According to the current scientific knowledge:
"there is no evidence of fish viruses causing human disease or establishing a productive infection, which largely reflects the phylogenetic distance between fish and humans, along with major differences in cell types and cell receptors. However, the frequency with which plant viruses are found in human faecal samples provides compelling evidence for the passive transmission of viruses through food (
Chau et al. 2017) and the consumption of raw fish has been associated with bacterial (group B
Streptococcus) disease in humans (
Zhang et al. 2006;
Tan et al. 2016)."
(So, even if you can't get coronavirus from fish (yet?), sushi can increase the risk of pneumonia, which will finish you off.)
What's been found so far sounds like "why not" (the first linked article):
"In total, we identified 214 distinctive and previously undescribed putative viral species of vertebrates, of which 196 can be considered vertebrate-specific (Fig. 1b, Supplementary Table 2). Hence, these data reveal that RNA viruses are present in greater numbers and diversity in vertebrates other than birds and mammals than previously realized (Fig. 1c). In particular,
it was notable that every vertebrate-specific viral family or genus known to infect mammals and birds is also present in amphibians, reptiles or fish (Fig. 1d). For most of the families or genera, the previously known hosts were either mammals (the Arteriviridae, Filoviridae, Hantaviridae and rubivirus) or mammals, birds and reptiles (Arenaviridae, Astroviridae, Bornaviridae, Coronavirinae, influenza virus and rotavirus).
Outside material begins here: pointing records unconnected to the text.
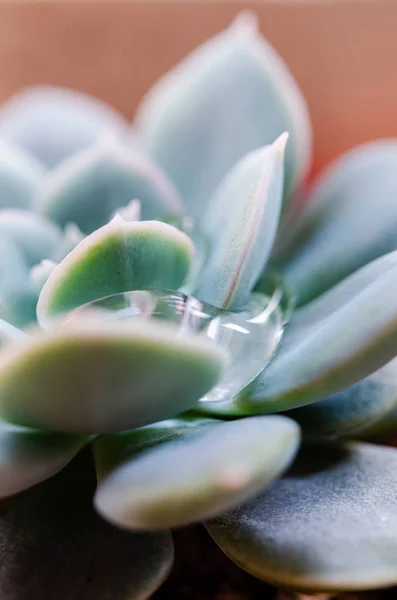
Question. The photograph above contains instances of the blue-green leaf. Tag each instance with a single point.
(242, 223)
(329, 525)
(52, 122)
(95, 376)
(349, 221)
(55, 546)
(34, 235)
(20, 176)
(28, 456)
(121, 256)
(198, 476)
(87, 188)
(333, 342)
(232, 95)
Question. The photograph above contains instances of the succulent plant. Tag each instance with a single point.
(190, 281)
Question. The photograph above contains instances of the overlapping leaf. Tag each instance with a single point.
(94, 376)
(199, 476)
(329, 525)
(120, 257)
(232, 95)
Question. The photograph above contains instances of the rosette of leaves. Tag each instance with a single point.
(89, 210)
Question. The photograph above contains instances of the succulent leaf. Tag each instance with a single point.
(232, 95)
(95, 376)
(20, 176)
(111, 450)
(87, 188)
(329, 525)
(52, 122)
(199, 476)
(72, 236)
(121, 256)
(312, 362)
(350, 220)
(251, 197)
(55, 546)
(353, 409)
(34, 235)
(18, 298)
(30, 456)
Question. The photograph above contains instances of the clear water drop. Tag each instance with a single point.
(250, 336)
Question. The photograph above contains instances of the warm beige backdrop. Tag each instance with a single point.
(343, 52)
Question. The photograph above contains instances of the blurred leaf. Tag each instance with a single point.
(350, 220)
(52, 122)
(30, 456)
(87, 188)
(338, 339)
(34, 235)
(120, 257)
(251, 198)
(329, 525)
(199, 476)
(95, 376)
(20, 176)
(230, 96)
(111, 450)
(55, 546)
(352, 410)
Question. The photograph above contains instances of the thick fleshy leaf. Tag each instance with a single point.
(87, 188)
(250, 197)
(20, 176)
(52, 122)
(30, 456)
(55, 546)
(18, 298)
(329, 525)
(120, 257)
(111, 450)
(9, 333)
(353, 409)
(199, 476)
(232, 95)
(350, 219)
(71, 237)
(95, 376)
(34, 235)
(333, 342)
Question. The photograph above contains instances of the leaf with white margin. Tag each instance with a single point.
(94, 375)
(72, 236)
(131, 212)
(29, 456)
(349, 220)
(9, 333)
(111, 450)
(88, 187)
(242, 221)
(329, 525)
(120, 257)
(53, 123)
(18, 298)
(20, 176)
(55, 546)
(330, 344)
(34, 235)
(230, 96)
(200, 476)
(39, 274)
(353, 409)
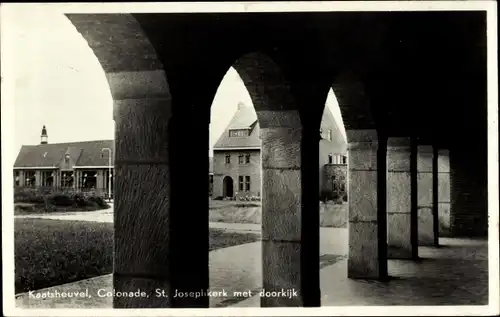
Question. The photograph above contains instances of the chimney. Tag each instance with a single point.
(44, 137)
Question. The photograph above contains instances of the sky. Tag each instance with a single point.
(58, 82)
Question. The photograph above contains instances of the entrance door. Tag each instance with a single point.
(228, 186)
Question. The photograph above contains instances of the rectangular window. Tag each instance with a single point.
(30, 180)
(67, 179)
(240, 181)
(47, 178)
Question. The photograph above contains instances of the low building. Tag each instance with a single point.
(237, 161)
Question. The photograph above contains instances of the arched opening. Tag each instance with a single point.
(228, 187)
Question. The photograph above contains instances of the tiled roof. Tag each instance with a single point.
(244, 118)
(86, 153)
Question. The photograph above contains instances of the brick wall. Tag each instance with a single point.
(469, 208)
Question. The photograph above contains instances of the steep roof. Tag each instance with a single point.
(244, 118)
(86, 153)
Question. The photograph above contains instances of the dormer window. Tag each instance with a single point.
(238, 133)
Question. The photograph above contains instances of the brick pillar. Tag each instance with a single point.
(367, 220)
(444, 190)
(290, 213)
(424, 187)
(400, 222)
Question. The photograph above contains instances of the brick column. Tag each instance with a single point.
(367, 234)
(444, 190)
(290, 213)
(426, 234)
(400, 222)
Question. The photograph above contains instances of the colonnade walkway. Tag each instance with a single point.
(456, 273)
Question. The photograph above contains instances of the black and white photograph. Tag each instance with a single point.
(250, 158)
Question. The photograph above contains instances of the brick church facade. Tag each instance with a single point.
(237, 160)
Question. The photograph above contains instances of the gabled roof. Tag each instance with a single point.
(86, 153)
(244, 118)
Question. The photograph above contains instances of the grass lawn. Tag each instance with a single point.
(52, 252)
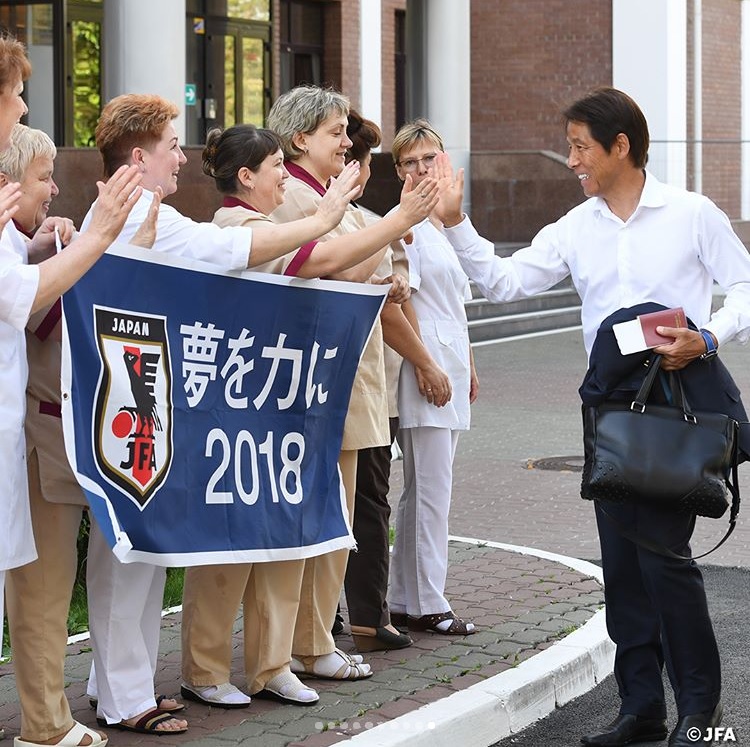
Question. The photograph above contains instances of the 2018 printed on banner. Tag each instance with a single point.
(204, 411)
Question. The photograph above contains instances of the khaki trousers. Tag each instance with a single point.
(269, 594)
(38, 598)
(323, 580)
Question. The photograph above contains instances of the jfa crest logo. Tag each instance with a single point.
(133, 413)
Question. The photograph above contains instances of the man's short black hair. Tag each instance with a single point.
(608, 112)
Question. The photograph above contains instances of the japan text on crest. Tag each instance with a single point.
(133, 412)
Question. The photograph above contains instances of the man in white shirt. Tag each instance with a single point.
(634, 241)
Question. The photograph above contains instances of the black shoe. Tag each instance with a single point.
(379, 639)
(338, 625)
(685, 734)
(627, 728)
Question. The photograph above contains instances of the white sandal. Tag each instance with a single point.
(338, 665)
(225, 695)
(287, 688)
(71, 739)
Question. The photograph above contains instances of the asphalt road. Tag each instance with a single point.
(528, 417)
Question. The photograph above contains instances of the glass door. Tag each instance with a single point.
(229, 65)
(36, 25)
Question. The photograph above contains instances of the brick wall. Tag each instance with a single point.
(721, 103)
(529, 58)
(388, 119)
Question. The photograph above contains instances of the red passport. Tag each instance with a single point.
(666, 318)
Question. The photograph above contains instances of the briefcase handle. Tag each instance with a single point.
(675, 382)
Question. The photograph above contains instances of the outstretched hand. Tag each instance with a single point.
(687, 346)
(400, 290)
(44, 243)
(145, 236)
(115, 201)
(450, 189)
(341, 191)
(434, 385)
(417, 202)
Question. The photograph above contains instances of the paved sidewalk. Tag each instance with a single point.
(522, 604)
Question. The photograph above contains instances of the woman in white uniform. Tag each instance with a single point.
(25, 288)
(428, 435)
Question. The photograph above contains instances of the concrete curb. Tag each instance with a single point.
(512, 700)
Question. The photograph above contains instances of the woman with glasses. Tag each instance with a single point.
(428, 435)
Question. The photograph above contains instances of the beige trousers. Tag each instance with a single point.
(269, 594)
(323, 580)
(38, 600)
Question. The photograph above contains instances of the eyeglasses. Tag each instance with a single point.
(412, 164)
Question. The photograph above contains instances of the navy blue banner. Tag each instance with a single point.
(204, 411)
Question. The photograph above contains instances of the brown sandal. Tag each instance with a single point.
(431, 622)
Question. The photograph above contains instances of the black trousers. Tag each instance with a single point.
(366, 581)
(657, 614)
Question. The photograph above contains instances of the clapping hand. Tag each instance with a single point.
(450, 189)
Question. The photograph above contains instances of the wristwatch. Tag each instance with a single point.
(711, 348)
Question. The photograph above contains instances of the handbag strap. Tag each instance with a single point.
(639, 403)
(675, 386)
(733, 485)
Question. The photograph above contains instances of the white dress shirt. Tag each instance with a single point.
(18, 286)
(228, 248)
(670, 251)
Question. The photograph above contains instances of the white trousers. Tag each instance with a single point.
(419, 564)
(125, 603)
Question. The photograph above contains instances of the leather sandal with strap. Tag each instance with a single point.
(435, 624)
This is the first time, to our knowledge, that these viral groups have been identified in fish and/or amphibians (Fig. 1d). Particularly notable was the presence of divergent members of the Arenaviridae, Filoviridae and Hantaviridae families in ray-finned fish, suggesting that these previously mammal-dominated groups have relatives in aquatic vertebrates (Fig. 2). [...] Of particular note was influenza virus, for which we documented new viruses in jawless fish (hagfish), amphibians (Asiatic toad) and ray-finned fish (spiny eel), with the latter forming a sister-group to human influenza B virus (Fig. 2)."